Why can't I load newly-downloaded ISI files?
Web of Science made a change to their output format in September, 2011. Older versions of Sci2 tool may refuse to load these new files, with an error like "Invalid ISI format file selected."
If you are using older Sci2 tool, you can download the WOS-plugins.zip file and uncompress the JAR files into your sci2/plugins/ directory. Restart Sci2 to activate the fixes. You can now load the downloaded ISI files into the Sci2 without any additional step.
NWB and Sci2 solution
If you are using the old Sci2 tool or the NWB tool, you will need to follow the guidelines below before you can load the new WOS format file into the tool.
You can fix this problem for individual files by opening them in Notepad (or your favorite text editor). The file will start with the words:
FN Thomson Reuters Web of Knowledge
Just add the word ISI:
FN ISI Thomson Reuters Web of Knowledge
And then Save the file. Now it should load.
The fix to allow these new files to load is already in the nightly builds of NWB and Sci2. As of September 16, 2011, we expect to release a version that can read these files, very soon.
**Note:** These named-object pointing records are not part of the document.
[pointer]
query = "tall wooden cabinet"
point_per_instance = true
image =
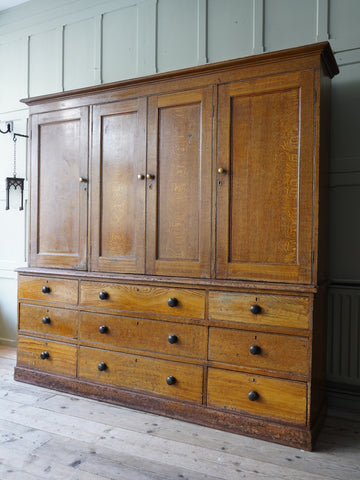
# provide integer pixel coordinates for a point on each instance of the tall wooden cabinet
(177, 258)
What should I know about the format itself?
The subsequent text was copied from http://wos.isitrial.com/help/helpprn.html
ISI's export file format is illustrated in the following sample record. You will see bibliographic information such as this for each record on your marked list. The two-character tags (also see field tags at here) identify each data element in the record. Records are separated by an ER (end of record) tag.
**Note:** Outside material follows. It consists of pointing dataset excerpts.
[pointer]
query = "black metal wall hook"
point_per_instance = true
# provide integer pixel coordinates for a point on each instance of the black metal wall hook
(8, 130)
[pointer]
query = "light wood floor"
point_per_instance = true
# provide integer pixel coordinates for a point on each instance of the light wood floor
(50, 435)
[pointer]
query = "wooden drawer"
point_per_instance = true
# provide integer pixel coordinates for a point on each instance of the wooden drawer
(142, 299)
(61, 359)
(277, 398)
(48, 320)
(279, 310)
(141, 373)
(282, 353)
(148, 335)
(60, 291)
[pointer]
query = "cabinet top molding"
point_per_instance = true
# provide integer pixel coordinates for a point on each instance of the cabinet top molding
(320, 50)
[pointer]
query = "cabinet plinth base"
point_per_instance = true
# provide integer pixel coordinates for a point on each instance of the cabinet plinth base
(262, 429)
Each export file begins with two lines that identify the file type (FN) and version number (VR) of the export format.
FN ISI Generic Export Format VR 1.0 PT J AU Foster, JD Hunter, N Williams, A Mylne, MJA McKelvey, WAC Hope, J Fraser, H Bostock, C TI Observations on the transmission of scrapie in experiments using embryo transfer SO VETERINARY RECORD LA English DT Article NR 15 SN 0042-4900 PU BRITISH VETERINARY ASSOC C1 INST ANIM HLTH, OGSTON BLDG, W MAINS RD, EDINBURGH EH9 3JF, MIDLOTHIAN, SCOTLAND.MRC, NEUROPATHOGENESIS UNIT, EDINBURGH EH9 3JF, MIDLOTHIAN, SCOTLAND.SCOTTISH AGR COLL, VET SERV DIV, PENICUIK, MIDLOTHIAN, SCOTLAND.INST ANIM HLTH, COMPTON LAB, READING RG16 0NN, BERKS, ENGLAND. ID FIBRIL PROTEIN PRP; SIP GENE; SHEEP AB This investigation studied the maternal transmission of scrapie in sheep ... CR DICKINSON AG, 1974, V84, P19, J COMP PATHOL DICKINSON AG, 1988, P63, NOVEL INFECTIOUS AGE DICKINSON AG, 1976, P209, SLOW VIRUS DISEASES FOSTER JD, 1993, P229, ... TC 0 BP 559 EP 562 PG 6 PY 1996 PD JUN 8 VL 138 IS 23 GA UR372 PI LONDON RP Foster JD ER
Why are some values for records in the ISI file appearing as -1?
When a file is loaded into Sci2 the values will be set to -1 for records anytime the values have not been provided by the original ISI file. For example, in the FourNetSciResearchers.isi file in the Sci2 sample data, the "Total Times Cited" column does not have any values associated with it and has been set to -1 for all records.